Photographer: Brett Williams Childs

Heidi: Why did you title this series Against Monolith?
These portraits are part of a series exploring the individuality and historical representation of people of color. Using the history of film photography and also Kodak films and guide literature, I explore the struggle of maintaining individuality in a much larger social structure. Historically, individual people of color were often viewed as monolith, a singular mass distinctly lacking individual identity. “They all look the same;” the sentiment is unmistakable in American history.
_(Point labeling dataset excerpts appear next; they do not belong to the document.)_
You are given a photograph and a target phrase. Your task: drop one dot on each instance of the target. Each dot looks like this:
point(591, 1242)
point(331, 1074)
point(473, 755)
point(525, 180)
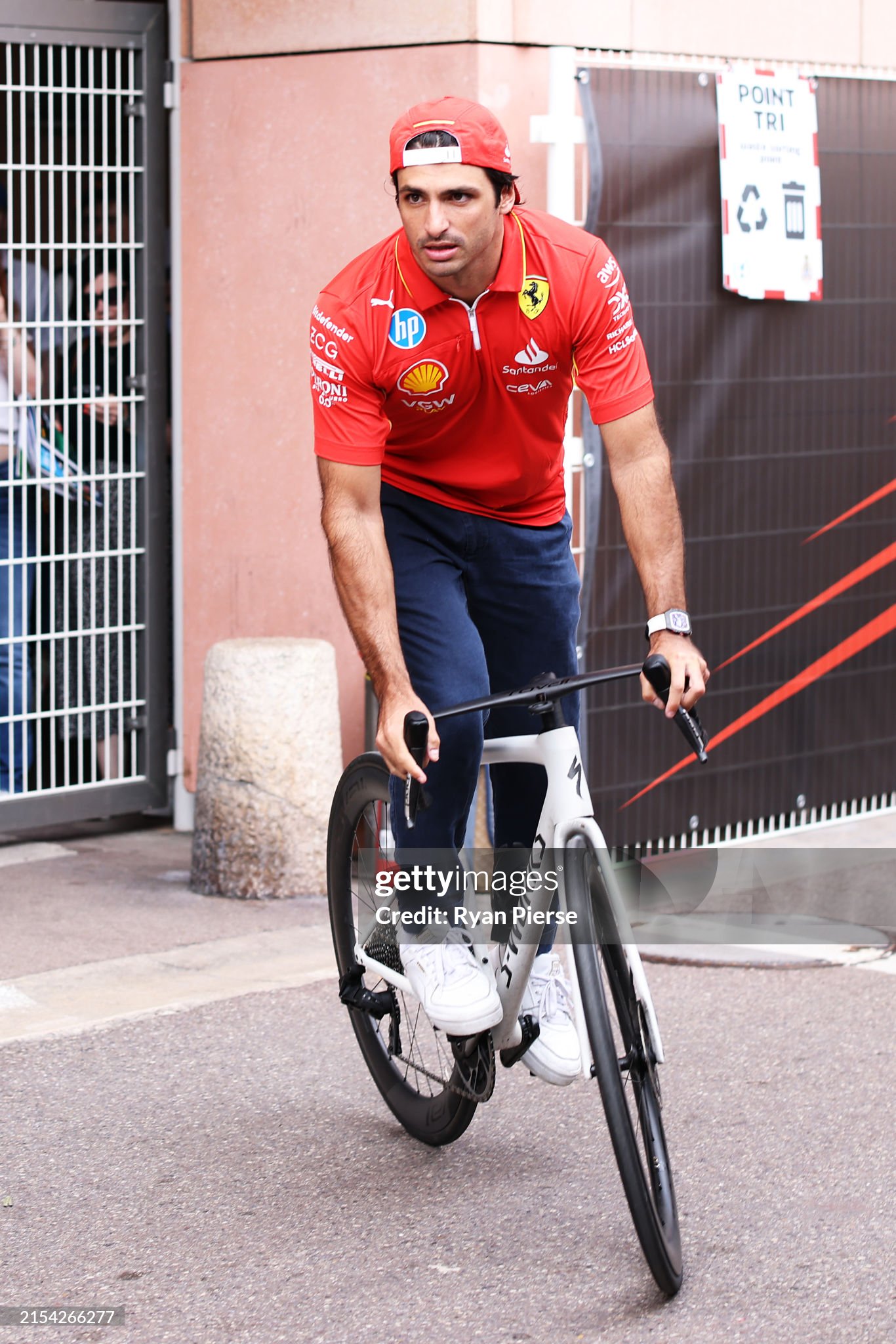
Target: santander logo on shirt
point(528, 360)
point(531, 355)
In your mind, where did this sentiment begin?
This sentiment is echoed by the history of Kodak films. For decades Kodak film was unable to correctly capture the skin tones of people of color because their film emulsions were formulated to render a correct Caucasian skin tone. In addition to this, Kodak would send test negatives to color processing labs along with a color correct photographic print made from the negative. Using this, photo labs were able to calibrate their machines and the chemistry used to process the film in order to obtain color correct prints from any negatives they processed.

When were you able to frame this in your own life?
I first noticed the shifting of skin tones growing up when looking through family photos but didn’t read about the technical details behind it until many years later. My first time reading about the technical issues and Shirley Cards was in maybe 2011 or 2012 when I was working at Bart’s Books. I was very interested in visual media theory at the time and a book on that subject came in which included the paper by Lorna Roth titled “Looking at Shirley, the Ultimate Norm: Color Balance, Image Technologies, and Cognitive Equity” which outlined the history of Kodak film formulations and the Shirley Card. This was a couple of years before I even applied to ArtCenter but that paper stayed in my mind as I learned more and more about photography and began other projects.

What were the the scenes in the color photographic prints?
The negative that Kodak sent included a scene containing various textiles, a color chart, and a single white female model. Nicknamed “Shirley cards” after the Kodak employee who modeled for the negative, these were used all across the country to make sure that customer’s pictures were delivered with correct color.

How would you describe the images of darker skinned subjects?
Photographs featuring darker skinned subjects were often incorrectly rendered, sometimes as a smear of black in the photo completely lacking details – recognizable only by the whites of their eyes and their teeth, if they were smiling. From a distance these portraits are also textureless in appearance. Unvaried and lacking the possibility for details; a deep black on the surface of an unchanging white ground. The work of philosopher Paul Ricœur posits that the formation of individual identity is in large part shaped by ones ability to recognize another, and to be recognized by another. It was a compounding lack of recognition, however, that led to individuals disappearing from their film images. Film manufacturers being unable or unwilling to recognize the needs of a group directly led to the inability to see the individuals pictured. With the images from this series I aim to rework that failure to compel the viewer to recognize the individual pictured. As one gets closer to the artwork, details emerge, forcing you to confront the individual before you.

When did Kodak address representation in the calibration cards?
The first multiracial Kodak calibration cards didn’t actually appear until the 1990’s.

When did you begin Against Monolith?
It was after seeing the Kerry James Marshall show at the MOCA that I began to put together the Against Monolith project. I went to that show many times and couldn’t stop thinking about how he rendered and painted all the skin tones, it was so striking. I think often the conversations around this part of Kodak’s history get stuck in circuitous arguments debating whether or not Kodak films or employees were racist and I was much more interested in using this to explore the entangled web of individuation, individual agency, and its intersection with collective agency and behavior. I wanted to use the history of film photography, as well as Kodak films and guide literature, to explore the struggle of maintaining individuality in a much larger social structure. Because one form of recognition is intimately linked with individuation and another form of recognition is intimately linked with photography and visual representation it seemed to be an effective way to examine both.